# Voice cloning
[![Open In Colab](https://colab.research.google.com/assets/colab-badge.svg)](https://colab.research.google.com/github/sensein/senselab/blob/main/tutorials/audiovoice_cloning.ipynb)

This tutorial demonstrates how to use the `clone_voices` function from the `senselab` library to convert someone's speech into another person's voice. Currently, `senselab` includes the `KNNVC` model for voice cloning. In this tutorial, we will see how to use it.

## Importing necessary classes and methods
First, we need to import the necessary modules and classes from the `senselab` package.

In [1]:
from senselab.audio.data_structures import Audio
from senselab.audio.tasks.plotting.plotting import play_audio
from senselab.audio.tasks.preprocessing import extract_segments, resample_audios
from senselab.audio.tasks.voice_cloning import clone_voices
from senselab.utils.data_structures import DeviceType, TorchModel

## Initializations

In [2]:
# Specify the device type for model inference
device = DeviceType.CPU

# Specify the model
model = TorchModel(path_or_uri="bshall/knn-vc", revision="master")

## Loading and preparing the source and target audio clips
We will load an audio file and resample it to 16kHz. This ensures compatibility with the voice cloning model.
We will then extract specific segments from the audio for the source and target voices.

In [3]:
audio = Audio.from_filepath("../../src/tests/data_for_testing/audio_48khz_mono_16bits.wav")

# Resample the audio to 16kHz
audio = resample_audios([audio], 16000)[0]

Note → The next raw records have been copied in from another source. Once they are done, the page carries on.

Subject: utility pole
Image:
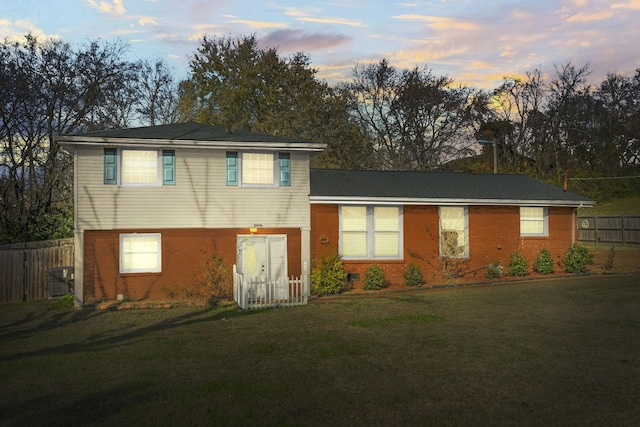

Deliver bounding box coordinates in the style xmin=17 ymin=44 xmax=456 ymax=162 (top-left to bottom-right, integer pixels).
xmin=477 ymin=140 xmax=498 ymax=174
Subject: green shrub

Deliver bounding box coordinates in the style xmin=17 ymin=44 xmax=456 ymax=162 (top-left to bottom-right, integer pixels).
xmin=311 ymin=255 xmax=347 ymax=296
xmin=49 ymin=293 xmax=74 ymax=310
xmin=403 ymin=264 xmax=424 ymax=287
xmin=485 ymin=261 xmax=504 ymax=279
xmin=363 ymin=264 xmax=386 ymax=290
xmin=533 ymin=248 xmax=554 ymax=274
xmin=508 ymin=251 xmax=530 ymax=276
xmin=564 ymin=243 xmax=594 ymax=273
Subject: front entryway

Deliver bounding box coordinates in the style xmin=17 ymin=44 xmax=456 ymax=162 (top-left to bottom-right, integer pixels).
xmin=236 ymin=234 xmax=288 ymax=299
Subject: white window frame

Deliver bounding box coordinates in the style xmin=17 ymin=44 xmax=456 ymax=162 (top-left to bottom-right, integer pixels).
xmin=120 ymin=149 xmax=162 ymax=187
xmin=439 ymin=206 xmax=469 ymax=258
xmin=239 ymin=151 xmax=277 ymax=187
xmin=520 ymin=207 xmax=548 ymax=237
xmin=339 ymin=205 xmax=403 ymax=260
xmin=119 ymin=233 xmax=162 ymax=274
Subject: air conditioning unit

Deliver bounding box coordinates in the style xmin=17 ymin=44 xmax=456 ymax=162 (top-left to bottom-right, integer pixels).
xmin=48 ymin=267 xmax=74 ymax=297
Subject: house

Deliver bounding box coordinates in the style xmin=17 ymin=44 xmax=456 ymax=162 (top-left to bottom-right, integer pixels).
xmin=57 ymin=122 xmax=325 ymax=304
xmin=309 ymin=169 xmax=594 ymax=287
xmin=57 ymin=122 xmax=595 ymax=305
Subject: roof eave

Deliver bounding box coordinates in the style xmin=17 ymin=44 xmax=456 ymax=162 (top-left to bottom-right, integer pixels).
xmin=55 ymin=136 xmax=327 ymax=151
xmin=309 ymin=196 xmax=595 ymax=208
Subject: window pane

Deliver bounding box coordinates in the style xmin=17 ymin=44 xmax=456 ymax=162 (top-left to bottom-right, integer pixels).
xmin=374 ymin=207 xmax=399 ymax=231
xmin=242 ymin=153 xmax=274 ymax=184
xmin=521 ymin=207 xmax=543 ymax=220
xmin=440 ymin=206 xmax=464 ymax=231
xmin=122 ymin=252 xmax=158 ymax=271
xmin=342 ymin=206 xmax=367 ymax=231
xmin=122 ymin=150 xmax=158 ymax=184
xmin=342 ymin=232 xmax=367 ymax=257
xmin=374 ymin=232 xmax=399 ymax=257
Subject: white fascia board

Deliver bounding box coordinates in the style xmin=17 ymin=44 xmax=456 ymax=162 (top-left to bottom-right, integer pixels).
xmin=55 ymin=136 xmax=327 ymax=152
xmin=309 ymin=196 xmax=595 ymax=208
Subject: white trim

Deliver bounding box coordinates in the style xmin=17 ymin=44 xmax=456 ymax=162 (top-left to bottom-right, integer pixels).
xmin=310 ymin=196 xmax=594 ymax=208
xmin=56 ymin=136 xmax=326 ymax=151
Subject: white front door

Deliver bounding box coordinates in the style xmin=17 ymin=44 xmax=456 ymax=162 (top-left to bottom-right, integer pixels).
xmin=237 ymin=235 xmax=288 ymax=299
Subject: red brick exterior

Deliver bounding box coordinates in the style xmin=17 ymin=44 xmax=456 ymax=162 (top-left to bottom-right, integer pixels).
xmin=83 ymin=205 xmax=577 ymax=300
xmin=311 ymin=204 xmax=577 ymax=289
xmin=83 ymin=228 xmax=301 ymax=301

# Extract segments from the audio (example segments: 0.0-1.0s and 3.2-4.9s)
chunks = extract_segments([(audio, [(0.0, 1.0), (3.2, 4.9)])])[0]
audio1 = chunks[0]
audio2 = chunks[1]

# Play the extracted audio segments
play_audio(audio1)
play_audio(audio2)


## Cloning the Voices
Now, we will perform the voice cloning by specifying the source and target audios.

In [4]:
source_audios = [audio1]
target_audios = [audio2]

cloned_output = clone_voices(
    source_audios=source_audios,
    target_audios=target_audios,
    model=model,
    device=device,
    topk=5,
    prematched_vocoder=False,
)

# Play the cloned output
play_audio(cloned_output[0])

DeviceType.CPU <enum 'DeviceType'>


Using cache found in /Users/fabiocat/.cache/torch/hub/bshall_knn-vc_master


Removing weight norm...
[HiFiGAN] Generator loaded with 16,523,393 parameters.
WavLM-Large loaded with 315,453,120 parameters.


## Objective Evaluation
To ensure the quality and effectiveness of the voice cloning, we can perform several evaluations:
- Speaker Verification: Use an automatic speaker verification tool to determine if the original speaker, the target speaker, and the cloned speaker can be distinguished from each other.
- Speech Intelligibility: Use an automatic speech recognition system to verify that the content remains unchanged and intelligible.
- Emotion Preservation: Assess if the emotion in the original speech is preserved in the cloned voice.

To run all these analysis, you can use `senselab`.